Basic Biographical Details
|Name: ||Gordon Thomas Brown |
|Designation: ||Architect |
|Born: ||1 December 1946 |
|Died: ||6 September 1999 |
|Bio Notes: ||Gordon Thomas Brown was born in Edinburgh on 1 December 1946 to parents from Orkney families and throughout his life he kept close connections with his island roots. He attended school in Edinburgh and studied at the Scott Sutherland School of Architecture from October 1968. He was awarded his diploma in architecture in June 1974. The following year he passed the RIBA Part 3 exams. He spent some time as assistant (perhaps summer vacations) in the office of Dick Peddie & McKay. |
He commenced work with Livingston Development Corporation in late 1974 as an architectural assistant and was promoted to architect in 1975. In 1978 he studied part-time for the diploma in town planning at Edinburgh College of Art whilst continuing his day job with the Corporation. He remained there until the wind up of the Corporation in 1996, eventually being responsible as Principal Architect for much of the newer housing in the town. His most distinctive achievement was his role in the regeneration of the earlier housing in Livingston, including courtyard layouts in Knightsridge and Jespersen and large panel flats in Craigshill. The radical redesign concepts were largely his and he led the team implementing these ideas for many years. He success of these difficult cases was largely due to him.

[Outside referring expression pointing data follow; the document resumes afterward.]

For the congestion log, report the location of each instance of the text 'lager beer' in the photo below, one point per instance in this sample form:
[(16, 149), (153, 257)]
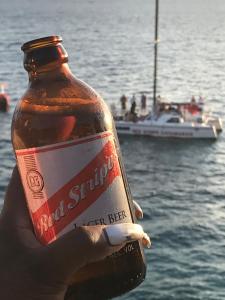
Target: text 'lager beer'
[(70, 165)]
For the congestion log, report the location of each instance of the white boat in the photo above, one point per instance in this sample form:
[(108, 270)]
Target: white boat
[(169, 119), (166, 125)]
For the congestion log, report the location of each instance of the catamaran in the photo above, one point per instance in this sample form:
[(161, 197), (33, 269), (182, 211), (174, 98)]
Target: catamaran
[(168, 119)]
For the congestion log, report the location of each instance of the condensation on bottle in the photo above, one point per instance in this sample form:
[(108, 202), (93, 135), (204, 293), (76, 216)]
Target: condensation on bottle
[(70, 165)]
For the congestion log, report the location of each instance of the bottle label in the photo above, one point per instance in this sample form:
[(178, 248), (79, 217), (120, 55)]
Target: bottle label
[(72, 184)]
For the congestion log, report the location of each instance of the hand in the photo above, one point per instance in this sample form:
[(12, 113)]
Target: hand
[(32, 271)]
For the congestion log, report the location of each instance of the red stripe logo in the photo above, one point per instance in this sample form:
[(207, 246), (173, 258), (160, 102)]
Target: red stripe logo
[(77, 195)]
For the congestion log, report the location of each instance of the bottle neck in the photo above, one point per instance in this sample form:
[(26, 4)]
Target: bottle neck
[(50, 72), (46, 62)]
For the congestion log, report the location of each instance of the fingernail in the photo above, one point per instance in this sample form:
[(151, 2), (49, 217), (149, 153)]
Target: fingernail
[(138, 211), (118, 234)]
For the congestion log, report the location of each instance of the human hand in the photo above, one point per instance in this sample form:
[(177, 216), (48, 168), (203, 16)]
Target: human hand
[(32, 271)]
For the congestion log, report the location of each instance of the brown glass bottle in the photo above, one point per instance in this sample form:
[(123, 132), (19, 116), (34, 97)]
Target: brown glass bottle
[(56, 108)]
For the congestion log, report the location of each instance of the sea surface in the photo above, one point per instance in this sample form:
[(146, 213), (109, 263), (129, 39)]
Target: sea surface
[(179, 184)]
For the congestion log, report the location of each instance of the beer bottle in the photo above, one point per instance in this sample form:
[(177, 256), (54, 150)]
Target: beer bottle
[(70, 164)]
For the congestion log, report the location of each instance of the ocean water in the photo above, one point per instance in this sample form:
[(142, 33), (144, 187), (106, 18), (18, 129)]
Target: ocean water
[(179, 184)]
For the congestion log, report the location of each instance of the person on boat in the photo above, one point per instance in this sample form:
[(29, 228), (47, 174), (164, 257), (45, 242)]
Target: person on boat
[(193, 101), (30, 270), (133, 107), (143, 101), (4, 99), (123, 101)]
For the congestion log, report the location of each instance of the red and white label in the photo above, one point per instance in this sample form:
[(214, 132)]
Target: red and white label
[(73, 184)]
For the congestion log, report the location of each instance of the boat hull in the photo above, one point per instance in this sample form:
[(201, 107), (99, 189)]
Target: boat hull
[(185, 132)]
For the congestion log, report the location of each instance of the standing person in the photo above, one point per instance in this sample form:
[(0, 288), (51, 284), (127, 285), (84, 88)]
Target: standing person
[(143, 101), (123, 101), (133, 105)]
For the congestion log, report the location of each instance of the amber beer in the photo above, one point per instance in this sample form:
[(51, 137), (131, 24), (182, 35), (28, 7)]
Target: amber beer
[(70, 165)]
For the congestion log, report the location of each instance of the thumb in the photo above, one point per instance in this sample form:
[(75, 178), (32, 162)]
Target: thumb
[(88, 244)]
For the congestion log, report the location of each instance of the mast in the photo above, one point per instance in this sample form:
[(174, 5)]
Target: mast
[(155, 53)]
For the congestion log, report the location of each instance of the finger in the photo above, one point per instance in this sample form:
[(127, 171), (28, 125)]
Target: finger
[(138, 211), (15, 210), (88, 244)]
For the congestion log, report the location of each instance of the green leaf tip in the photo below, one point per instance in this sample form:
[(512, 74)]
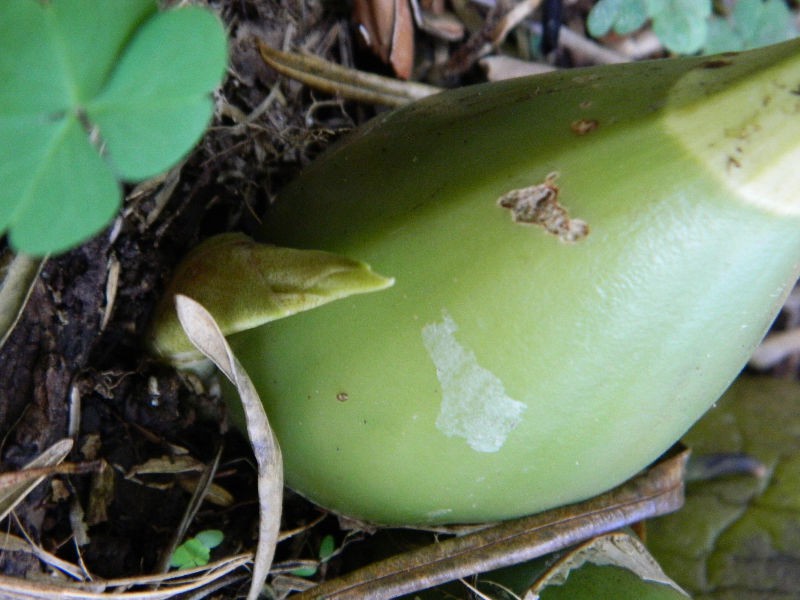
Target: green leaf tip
[(77, 71), (245, 284)]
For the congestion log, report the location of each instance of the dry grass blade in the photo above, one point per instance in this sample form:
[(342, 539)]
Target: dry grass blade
[(14, 493), (338, 80), (203, 331), (12, 543), (657, 491), (199, 494), (16, 286), (177, 582)]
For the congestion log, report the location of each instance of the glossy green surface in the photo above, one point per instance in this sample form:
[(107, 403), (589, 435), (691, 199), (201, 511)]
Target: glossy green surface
[(507, 371)]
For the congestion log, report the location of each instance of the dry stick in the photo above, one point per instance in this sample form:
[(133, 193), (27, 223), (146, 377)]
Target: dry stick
[(349, 83), (657, 491)]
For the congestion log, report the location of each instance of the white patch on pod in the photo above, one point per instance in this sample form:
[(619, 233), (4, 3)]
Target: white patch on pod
[(475, 405)]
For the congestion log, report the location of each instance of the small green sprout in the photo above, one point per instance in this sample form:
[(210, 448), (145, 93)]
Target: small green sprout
[(327, 548), (196, 551), (95, 93)]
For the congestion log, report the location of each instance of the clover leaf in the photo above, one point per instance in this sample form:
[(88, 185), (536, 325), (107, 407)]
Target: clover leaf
[(95, 93), (751, 24), (681, 25), (196, 551)]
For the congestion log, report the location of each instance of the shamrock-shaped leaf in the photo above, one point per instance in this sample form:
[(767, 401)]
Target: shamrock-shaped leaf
[(196, 551), (751, 24), (93, 93), (624, 16), (681, 25)]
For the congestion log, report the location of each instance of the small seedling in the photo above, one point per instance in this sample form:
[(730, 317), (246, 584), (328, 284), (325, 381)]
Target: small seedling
[(327, 547), (196, 551), (95, 93)]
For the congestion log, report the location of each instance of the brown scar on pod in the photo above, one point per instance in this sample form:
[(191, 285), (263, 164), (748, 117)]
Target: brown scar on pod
[(538, 205)]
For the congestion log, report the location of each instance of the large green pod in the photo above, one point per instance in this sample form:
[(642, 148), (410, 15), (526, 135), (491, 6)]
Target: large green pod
[(517, 366)]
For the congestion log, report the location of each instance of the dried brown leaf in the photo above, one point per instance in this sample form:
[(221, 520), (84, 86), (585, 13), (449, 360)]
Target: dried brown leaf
[(206, 335)]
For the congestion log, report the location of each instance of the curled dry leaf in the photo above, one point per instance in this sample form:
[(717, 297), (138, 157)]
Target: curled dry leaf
[(387, 28), (17, 279), (612, 549), (206, 335), (659, 490)]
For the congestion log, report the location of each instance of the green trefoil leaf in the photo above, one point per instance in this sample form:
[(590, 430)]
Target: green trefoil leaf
[(95, 93)]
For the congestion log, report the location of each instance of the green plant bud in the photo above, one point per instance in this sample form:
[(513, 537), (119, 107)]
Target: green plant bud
[(245, 284), (584, 260)]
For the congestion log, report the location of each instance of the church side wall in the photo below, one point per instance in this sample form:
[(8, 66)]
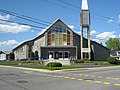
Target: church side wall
[(100, 52), (37, 45), (21, 52)]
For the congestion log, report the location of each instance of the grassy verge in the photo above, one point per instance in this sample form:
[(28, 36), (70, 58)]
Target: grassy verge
[(54, 68), (100, 63), (14, 63), (37, 64)]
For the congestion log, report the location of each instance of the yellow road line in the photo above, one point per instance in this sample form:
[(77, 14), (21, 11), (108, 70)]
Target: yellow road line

While working for Livingston, his evenings and weekends were occupied by private work which was to lay the foundations of his full-time private practice after 1996. At that time he also became a board member of the Almond Housing Association.
Brown was known for being unfailingly supportive and giving good advice to his colleagues. He was also universally kind and considerate. He was a devoted family man and encouraged his children in their education and leisure pursuits. He himself had a wide range of interests from archaeology to aircraft design. He equally enjoyed mountaineering and restoring his E-type Jaguars.
He died on 6 September 1999 at the Marie Curie Centre, survived by his wife Joyce and their daughter and son.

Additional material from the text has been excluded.